Oil drops towards $65 a barrel as Libya’s biggest field restarts
Opec-led supply cuts prop up the market as US crude inventories are expected to rise
London — Oil fell towards $65 a barrel on Tuesday, pressured by the restart of Libya’s biggest oilfield and on expectations for an increase in US crude inventories.
Some wells at Libya’s El Sharara oilfield have restarted and the aim is to reach initial output of 80,000 barrels per day (bpd), a field engineer said on Tuesday. The field had been closed since December.
Brent crude, the international benchmark, fell 62c to $65.05 a barrel as of 9.30am GMT. US West Texas Intermediate (WTI) crude slipped 44c to $56.15.
“The main development has been the restart of El Sharara,” said Olivier Jakob, analyst at PetroMatrix. “It’s a new input which is on the bearish side.”
Oil also slipped on forecasts that the latest round of US inventory reports will show rising crude stockpiles.
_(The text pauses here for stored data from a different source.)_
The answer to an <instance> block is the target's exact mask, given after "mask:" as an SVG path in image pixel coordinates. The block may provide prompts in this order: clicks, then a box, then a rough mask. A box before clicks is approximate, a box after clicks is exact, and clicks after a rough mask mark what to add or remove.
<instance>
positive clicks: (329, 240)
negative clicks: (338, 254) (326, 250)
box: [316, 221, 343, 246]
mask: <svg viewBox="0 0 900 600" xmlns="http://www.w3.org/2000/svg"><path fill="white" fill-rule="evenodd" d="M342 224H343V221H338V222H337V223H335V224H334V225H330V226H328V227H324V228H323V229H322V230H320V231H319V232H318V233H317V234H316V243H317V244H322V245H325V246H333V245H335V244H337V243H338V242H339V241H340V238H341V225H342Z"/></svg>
Six analysts polled by Reuters estimated, on average, that crude stocks rose 400,000 barrels in the week to March 1.
The first supply report is due at 9.30pm GMT from the American Petroleum Institute (API), an industry group, followed by the government’s official figures on Wednesday.
Concern about a slowdown in oil demand growth, especially in Europe and Asia, has weighed on prices. Still, Brent has risen 20% this year due to supply curbs led by oil cartel Opec.
China’s government said it is targeting economic growth of 6.0% to 6.5% in 2019, less than the 6.6% growth reported last year. That raises the prospect of slowing fuel demand in the world’s second-largest consumer.
“There are plenty of signs that the global economy is slowing — weak car sales and manufacturing data from China, flat growth in Europe, and a slowing GDP rate in the fourth quarter for the US,” said Matt Stanley, a broker at Starfuels in Dubai.
To prop up the market, Opec and its allies, an alliance known as Opec-plus, have been cutting output by 1.2-million bpd since the start of the year. The actual cut has exceeded the pledged amount because of US sanctions on Iran and Venezuela, plus unrest in Libya that prompted the closure of El Sharara, giving additional tailwind to prices.